I don't date. I don't even consider it. I shove my FIVE kids in everyone's face, just to be sure. My protection against ever getting hurt again. But I hurt anyway. Just a different kind.
I'm tired. Frustrated. Stranded. Isolated. I know I have lots of friends. And family. But it's not the same thing. I miss companionship. Having a buddy, someone who was in this with me, for better or worse. Someone to help carry the burden and worry. Not that I necessarily had that with my past husbands. It was missing then too. I envy my friends who have found that. Why couldn't I? How did I get is all so very wrong?
Who's bringing the cake to my pity party?















1 Leavin' me some love!:
I know it has to be really hard to be single during the holidays. I can imagine and I feel for you! It's so hard being a mom because your energy is already taken by 5 very precious time sucks. My 3 suck all my time away---I can only imagine 5! And a full time job that makes you work more than full time? I think it's easy to figure out why you aren't all that worried about dressing up and sitting down for dinner with a strange guy your girlfriends insist you should meet.

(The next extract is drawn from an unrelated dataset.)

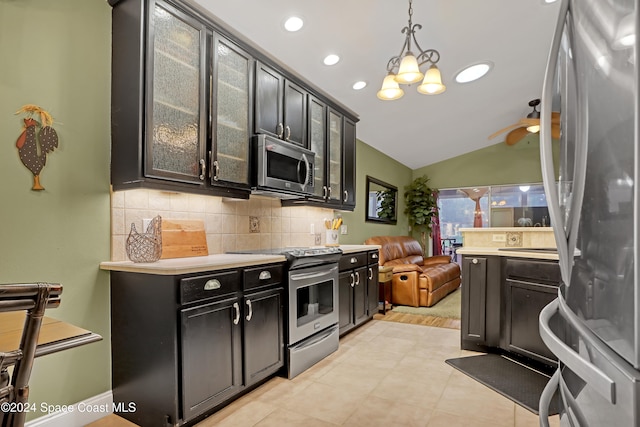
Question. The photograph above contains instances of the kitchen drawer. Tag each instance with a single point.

Dating is probably the furthest from your mind on a constant basis!
But at the same time, I want to see you happy SOOOOO BADLY and I know Mr. Almost Perfect is out there somewhere. I know he is because you're terrific (funny, sweet, smart) and I know you're meant to be happy. So, maybe you should consider pushing aside the mommy you sometimes and going out. You deserve to be happy too, Tiffany.